Twórcą Wolnego Strzelca jest Carl Weber, który w wieku 18 lat był dyrektorem wrocławskiej opery. Premiera jest częścią obchodów 180-lecia Opery Wrocławskiej. Kierownictwo muzyczne nad Wolnym Strzelcem objął Łukasz Borowicz.
– Łukasz Borowicz – kierownictwo muzyczne. Ogromna i wspaniała nasza współpraca z Łukaszem na przestrzeni lat zaowocowała pięknymi spektaklami w Krakowie, w Warszawie, w Hiszpanii – mówi Mariusz Kwiecień, dyrektor artystyczny Opery Wrocławskiej.

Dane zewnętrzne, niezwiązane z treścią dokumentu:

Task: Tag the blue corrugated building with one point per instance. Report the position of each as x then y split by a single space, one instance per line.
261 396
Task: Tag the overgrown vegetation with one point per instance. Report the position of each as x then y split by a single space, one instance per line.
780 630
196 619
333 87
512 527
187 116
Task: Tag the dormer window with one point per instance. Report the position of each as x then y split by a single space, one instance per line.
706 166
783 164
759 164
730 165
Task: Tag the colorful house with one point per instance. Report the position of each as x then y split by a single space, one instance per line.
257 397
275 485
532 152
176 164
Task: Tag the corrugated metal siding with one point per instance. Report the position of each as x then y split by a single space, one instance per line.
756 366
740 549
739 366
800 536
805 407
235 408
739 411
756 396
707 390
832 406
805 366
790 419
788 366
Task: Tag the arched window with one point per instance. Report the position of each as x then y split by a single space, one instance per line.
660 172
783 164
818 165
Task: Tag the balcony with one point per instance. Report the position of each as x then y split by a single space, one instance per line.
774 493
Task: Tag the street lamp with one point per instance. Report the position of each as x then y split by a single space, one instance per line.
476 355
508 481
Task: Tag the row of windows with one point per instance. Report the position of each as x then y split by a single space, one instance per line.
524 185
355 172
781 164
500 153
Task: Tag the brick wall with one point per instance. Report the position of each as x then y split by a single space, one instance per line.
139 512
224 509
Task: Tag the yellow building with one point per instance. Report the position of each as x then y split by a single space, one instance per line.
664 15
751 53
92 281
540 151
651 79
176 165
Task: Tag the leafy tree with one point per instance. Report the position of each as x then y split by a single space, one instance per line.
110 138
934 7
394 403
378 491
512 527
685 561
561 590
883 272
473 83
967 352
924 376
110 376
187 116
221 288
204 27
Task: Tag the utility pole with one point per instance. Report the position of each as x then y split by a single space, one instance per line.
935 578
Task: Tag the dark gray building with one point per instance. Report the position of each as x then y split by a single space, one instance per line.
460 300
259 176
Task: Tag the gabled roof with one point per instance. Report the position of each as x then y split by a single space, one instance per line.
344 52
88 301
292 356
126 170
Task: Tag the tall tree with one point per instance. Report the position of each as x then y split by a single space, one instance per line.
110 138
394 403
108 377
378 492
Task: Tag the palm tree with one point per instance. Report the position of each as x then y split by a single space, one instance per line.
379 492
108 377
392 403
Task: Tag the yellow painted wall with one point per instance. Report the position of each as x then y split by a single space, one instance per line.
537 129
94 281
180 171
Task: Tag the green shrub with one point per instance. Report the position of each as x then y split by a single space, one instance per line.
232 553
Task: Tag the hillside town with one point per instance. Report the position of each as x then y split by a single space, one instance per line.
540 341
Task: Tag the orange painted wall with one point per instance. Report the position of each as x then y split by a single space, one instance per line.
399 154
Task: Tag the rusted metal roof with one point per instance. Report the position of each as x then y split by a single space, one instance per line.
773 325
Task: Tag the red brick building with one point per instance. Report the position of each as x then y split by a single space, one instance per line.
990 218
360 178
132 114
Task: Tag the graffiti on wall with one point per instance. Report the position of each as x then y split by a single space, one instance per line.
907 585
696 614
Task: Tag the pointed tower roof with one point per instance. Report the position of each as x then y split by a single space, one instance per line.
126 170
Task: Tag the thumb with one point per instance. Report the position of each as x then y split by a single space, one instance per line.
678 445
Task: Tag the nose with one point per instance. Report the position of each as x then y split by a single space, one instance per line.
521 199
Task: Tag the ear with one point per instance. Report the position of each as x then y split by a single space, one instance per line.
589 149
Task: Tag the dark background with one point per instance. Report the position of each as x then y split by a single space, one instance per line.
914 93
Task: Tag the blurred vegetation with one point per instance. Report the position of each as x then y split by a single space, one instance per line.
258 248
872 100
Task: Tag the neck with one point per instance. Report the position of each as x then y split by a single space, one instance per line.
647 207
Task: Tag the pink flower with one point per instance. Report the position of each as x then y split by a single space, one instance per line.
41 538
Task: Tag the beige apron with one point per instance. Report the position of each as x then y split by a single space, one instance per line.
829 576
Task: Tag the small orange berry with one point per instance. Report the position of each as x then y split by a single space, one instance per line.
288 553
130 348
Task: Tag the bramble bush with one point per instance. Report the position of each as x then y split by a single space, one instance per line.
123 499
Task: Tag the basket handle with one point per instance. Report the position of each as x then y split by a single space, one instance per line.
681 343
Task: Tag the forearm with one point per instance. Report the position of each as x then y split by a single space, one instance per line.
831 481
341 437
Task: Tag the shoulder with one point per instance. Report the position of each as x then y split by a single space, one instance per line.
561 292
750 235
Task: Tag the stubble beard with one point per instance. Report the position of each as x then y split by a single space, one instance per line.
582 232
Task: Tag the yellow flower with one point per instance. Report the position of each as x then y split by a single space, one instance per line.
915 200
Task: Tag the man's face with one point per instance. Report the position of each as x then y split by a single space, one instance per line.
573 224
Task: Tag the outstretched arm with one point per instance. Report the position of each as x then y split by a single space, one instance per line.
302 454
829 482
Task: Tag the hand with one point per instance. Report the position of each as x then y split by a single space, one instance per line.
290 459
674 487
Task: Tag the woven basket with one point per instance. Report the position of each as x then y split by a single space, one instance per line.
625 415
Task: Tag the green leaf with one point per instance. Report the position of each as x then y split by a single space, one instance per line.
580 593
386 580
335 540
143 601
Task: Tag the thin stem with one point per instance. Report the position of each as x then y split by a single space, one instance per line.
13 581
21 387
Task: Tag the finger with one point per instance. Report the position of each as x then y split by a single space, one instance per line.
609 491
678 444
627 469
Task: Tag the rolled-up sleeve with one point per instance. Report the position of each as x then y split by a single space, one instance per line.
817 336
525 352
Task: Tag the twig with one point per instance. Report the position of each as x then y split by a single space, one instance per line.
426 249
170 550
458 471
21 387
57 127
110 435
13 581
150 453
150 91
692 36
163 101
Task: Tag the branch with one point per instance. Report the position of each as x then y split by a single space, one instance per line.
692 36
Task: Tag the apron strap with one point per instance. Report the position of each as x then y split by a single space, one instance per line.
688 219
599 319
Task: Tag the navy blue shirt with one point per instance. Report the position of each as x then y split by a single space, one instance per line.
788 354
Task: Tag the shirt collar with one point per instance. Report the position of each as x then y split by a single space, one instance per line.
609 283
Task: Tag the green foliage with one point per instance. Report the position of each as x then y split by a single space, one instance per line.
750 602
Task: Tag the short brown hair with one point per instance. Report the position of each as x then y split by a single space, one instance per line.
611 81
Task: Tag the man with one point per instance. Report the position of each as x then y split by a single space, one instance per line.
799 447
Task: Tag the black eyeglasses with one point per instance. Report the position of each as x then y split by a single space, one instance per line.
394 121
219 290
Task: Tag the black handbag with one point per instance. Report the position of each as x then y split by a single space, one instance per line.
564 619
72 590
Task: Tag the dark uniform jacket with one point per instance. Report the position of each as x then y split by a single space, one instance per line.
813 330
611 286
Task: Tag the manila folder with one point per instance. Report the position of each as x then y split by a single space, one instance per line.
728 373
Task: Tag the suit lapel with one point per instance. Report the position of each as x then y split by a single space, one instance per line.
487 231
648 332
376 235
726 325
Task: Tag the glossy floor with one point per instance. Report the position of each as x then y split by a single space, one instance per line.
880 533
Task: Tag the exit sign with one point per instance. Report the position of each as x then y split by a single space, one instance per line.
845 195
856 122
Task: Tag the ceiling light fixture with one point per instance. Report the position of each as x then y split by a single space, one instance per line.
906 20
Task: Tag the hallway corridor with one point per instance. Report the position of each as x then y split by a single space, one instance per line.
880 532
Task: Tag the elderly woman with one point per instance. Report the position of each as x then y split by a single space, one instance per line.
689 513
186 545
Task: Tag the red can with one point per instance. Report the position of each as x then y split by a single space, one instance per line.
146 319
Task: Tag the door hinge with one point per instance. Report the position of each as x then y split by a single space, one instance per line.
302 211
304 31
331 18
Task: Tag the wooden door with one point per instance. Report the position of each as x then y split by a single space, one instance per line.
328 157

Wyjątkowa w Wolnym Strzelcy jest obecność narratora, który jest pewnego rodzaju pomostem łączącym muzykę dawnej epoki i wydarzenia na scenie ze współczesną widownią. Nieczęsto w operach spotyka się też kwestie mówione.
– Żeby czynnie i aktywnie myśleć, nie tylko patrzeć na bardzo piękny obraz, bardzo klasyczny, dlatego że scenografia też jest klasyczna, taka jaką – mam nadzieję – ludzie najbardziej lubią w operze – mówi Cezary Tomaszewski, reżyser.
To nie koniec niespodzianek. W pierwszej obsadzie rolę Agaty zagra Aleksandra Kurzak. Premiera Wolnego Strzelca odbędzie się 15 października.